REX earns revenue primarily by selling fuel-grade ethanol and co-products—distillers grains and corn oil—produced at its dry-mill plants. The economics depend on the spread between corn input costs and ethanol output prices, plus the market value of the co-products. It also collects rent from a legacy portfolio of commercial real estate properties, though that segment is small relative to ethanol operations.
Who controls investment decisions at REX American Resources?
Executive Chairman Stuart Rose exercises outsized influence on capital-allocation choices. He has led the company through its retail-to-ethanol transformation and personally guided the share-repurchase program that has retired over a third of outstanding shares.
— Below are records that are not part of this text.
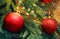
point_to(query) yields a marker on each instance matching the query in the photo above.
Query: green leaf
(33, 36)
(2, 2)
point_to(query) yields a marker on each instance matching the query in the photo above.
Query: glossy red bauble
(13, 22)
(47, 1)
(49, 25)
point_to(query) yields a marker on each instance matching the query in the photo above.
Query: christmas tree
(28, 19)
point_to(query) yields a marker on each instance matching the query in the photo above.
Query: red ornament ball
(47, 1)
(49, 25)
(13, 22)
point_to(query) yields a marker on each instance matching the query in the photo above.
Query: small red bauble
(49, 25)
(47, 1)
(13, 22)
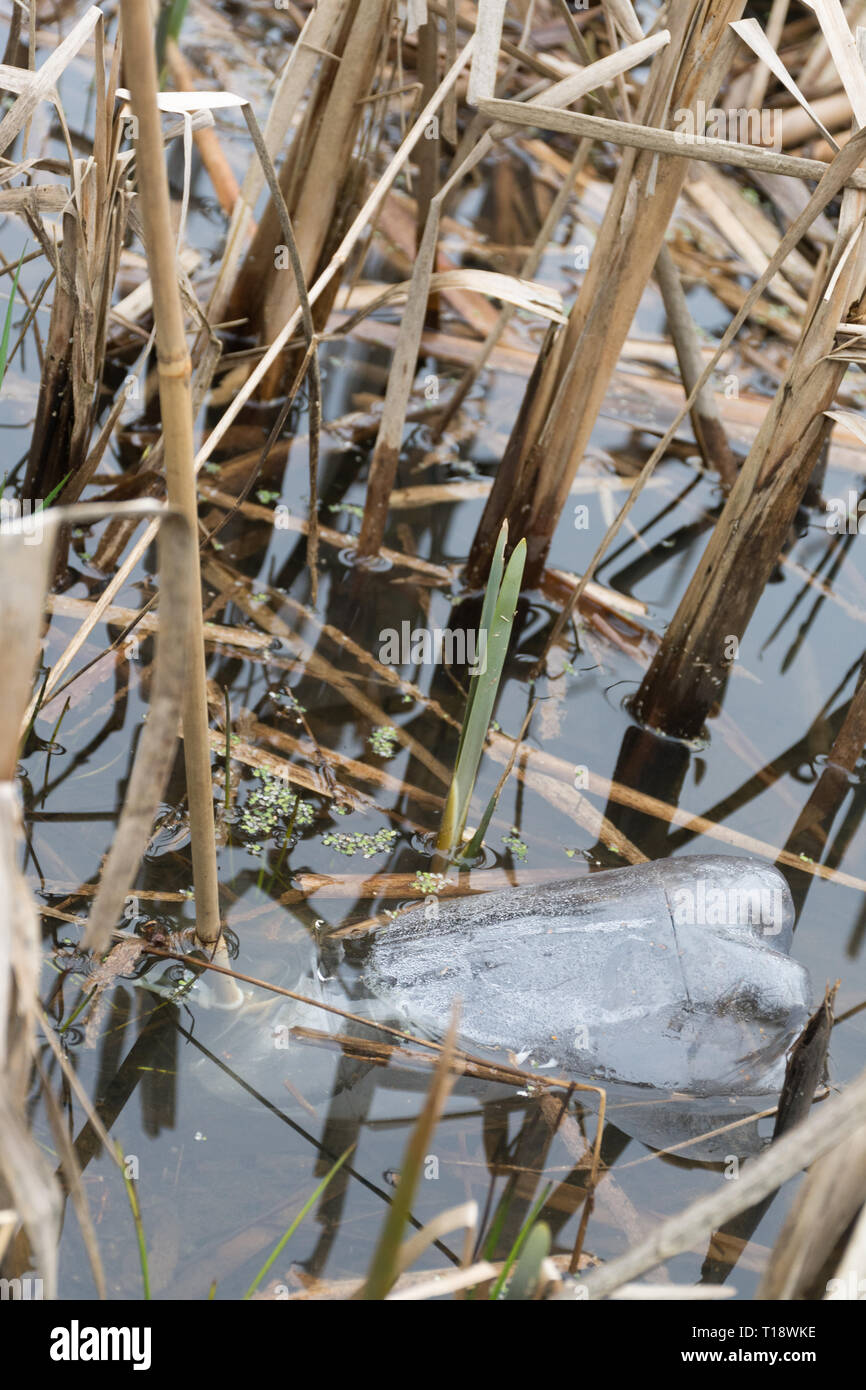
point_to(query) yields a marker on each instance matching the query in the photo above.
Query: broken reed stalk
(691, 666)
(549, 439)
(175, 406)
(323, 146)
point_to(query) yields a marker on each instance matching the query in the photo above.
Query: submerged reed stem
(175, 405)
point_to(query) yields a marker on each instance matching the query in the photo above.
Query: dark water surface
(221, 1172)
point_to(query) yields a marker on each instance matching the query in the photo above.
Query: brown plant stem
(175, 405)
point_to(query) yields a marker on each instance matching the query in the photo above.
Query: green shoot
(521, 1239)
(495, 630)
(303, 1211)
(7, 324)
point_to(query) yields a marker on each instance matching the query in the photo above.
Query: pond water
(223, 1158)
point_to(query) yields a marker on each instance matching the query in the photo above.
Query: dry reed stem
(174, 373)
(831, 1127)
Major decisions route through a board where Rose holds significant voting authority, giving the firm the governance profile of a founder-led enterprise.
Does REX carry significant debt?
No. The company routinely discloses zero borrowings under any revolving credit facilities and no long-term bank debt on its consolidated balance sheet. This is unusual among ethanol producers, most of which finance plant construction or working-capital needs with secured credit lines. REX funds operations and buybacks from internally generated cash and liquid reserves.
What are the main operating assets?
The consolidated plants are One Earth Energy in Gibson City, Illinois, and NuGen Energy in Marion, South Dakota. Both are dry-mill facilities producing ethanol, distillers grains, and corn oil. REX also owns minority stakes in other production entities, including historically Big River Resources, though the exact ownership percentages vary with partnership agreements and periodic restructuring.
Why does a former retail company own ethanol plants?
The original business, an appliance and electronics retailer, accumulated substantial net operating loss carryforwards before closing its stores. When Stuart Rose shifted the corporate entity into grain processing, those tax assets became usable against ethanol income, creating a structural tax advantage that peer producers could not replicate. The move was a legal-entity play rather than an operational pivot by the same management team.